He died suddenly at his official residence at Walmer Castle at 7 o’clock in the evening on the14th September 1852, aged 83 years and 4 months. On his arm was found a bracelet placed there by his wife when they were married. To the end of his life he overworked, often doing everything himself including cleaning his boots, brushing his clothes, and copying out his letters.

He is buried in St. Paul’s Cathedral

Walmer Castle

Following his death, reported in the Freemasons’ Quarterly Magazine and Review on the 31st December 1852, the following verbatim report was printed of the address given by the Provincial Grand Master of Cheshire, Lord Combemere, to the Brethren of his Province on 27th October of the same year. “Perhaps it is not generally known that the Duke of Wellington was a Freemason; he was made in Ireland. In Spain, where I had the honour to serve under him, and where Freemasonry was prohibited. Often in conversation with him. He regretted, repeatedly, how sorry he was that his military duties had prevented him taking up the active part his feelings dictated”.

Wellington Boots – He decided very early on in his military career the soldier should have dry feet and that the standard hessian riding boots were inadequate. He therefore designed and commissioned his boot maker to make several pairs of leather boots with a one and a half inch heel and finishing at the knee with all of the trim removed. As an added refinement, he also added a triangular piece of leather to extend upwards and cover and protect the knee. The rubber boot came later and was named after his design.

Beef Wellington – This is reported to be his favourite dish, consisting of Fillet Steak, covered with Liver Pate’ and cooked in a Puff Pastry casing. However, it may be a copy of the French dish Filet de Boeuf en Croute. If you think about its construction, it is really named after the boot. Leg/foot – Beef. Sock – Liver Pate’. Leather – Puff Pastry. Mind you, every time I have eaten it, it tastes exactly like that.

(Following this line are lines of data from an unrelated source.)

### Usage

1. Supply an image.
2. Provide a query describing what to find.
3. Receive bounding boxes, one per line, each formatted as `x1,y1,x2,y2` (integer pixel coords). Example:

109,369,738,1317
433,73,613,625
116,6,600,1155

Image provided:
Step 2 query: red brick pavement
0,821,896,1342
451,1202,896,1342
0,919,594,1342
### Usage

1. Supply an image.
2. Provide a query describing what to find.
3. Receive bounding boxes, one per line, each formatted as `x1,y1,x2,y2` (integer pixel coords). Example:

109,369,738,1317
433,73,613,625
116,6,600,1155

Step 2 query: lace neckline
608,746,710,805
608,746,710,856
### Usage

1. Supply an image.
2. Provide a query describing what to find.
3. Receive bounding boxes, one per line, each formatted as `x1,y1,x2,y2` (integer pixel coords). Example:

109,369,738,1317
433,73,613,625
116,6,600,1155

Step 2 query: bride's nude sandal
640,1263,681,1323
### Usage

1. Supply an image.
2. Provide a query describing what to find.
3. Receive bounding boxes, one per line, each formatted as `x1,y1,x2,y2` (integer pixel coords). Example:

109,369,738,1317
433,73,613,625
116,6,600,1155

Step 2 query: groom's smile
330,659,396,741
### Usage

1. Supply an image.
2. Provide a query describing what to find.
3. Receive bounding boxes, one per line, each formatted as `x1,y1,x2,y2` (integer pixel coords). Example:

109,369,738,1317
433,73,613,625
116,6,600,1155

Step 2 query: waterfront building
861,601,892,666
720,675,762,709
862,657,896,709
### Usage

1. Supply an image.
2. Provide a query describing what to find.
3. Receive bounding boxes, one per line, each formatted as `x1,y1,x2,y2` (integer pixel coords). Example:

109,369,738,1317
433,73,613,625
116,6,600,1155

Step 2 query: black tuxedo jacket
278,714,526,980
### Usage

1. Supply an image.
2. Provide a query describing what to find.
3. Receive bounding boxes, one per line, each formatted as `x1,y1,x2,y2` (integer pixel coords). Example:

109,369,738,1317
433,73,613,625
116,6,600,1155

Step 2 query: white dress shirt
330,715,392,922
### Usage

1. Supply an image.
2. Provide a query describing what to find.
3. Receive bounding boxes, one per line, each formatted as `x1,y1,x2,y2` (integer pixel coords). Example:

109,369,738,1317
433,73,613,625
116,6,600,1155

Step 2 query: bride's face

The capital of New Zealand was named after him in 1840. As were a large number of Streets, Roads and Public houses.

And how many people had a tree named after them. The Wellingtonia. A member of the Sequoia family. A type of redwood found in parks and large gardens around the country.

A former lover, actually a high class prostitute, tried to blackmail him by threatening to publish in a national newspaper, intimate letters between them. To which he gave rise to that well known reply, “Publish and be damned”.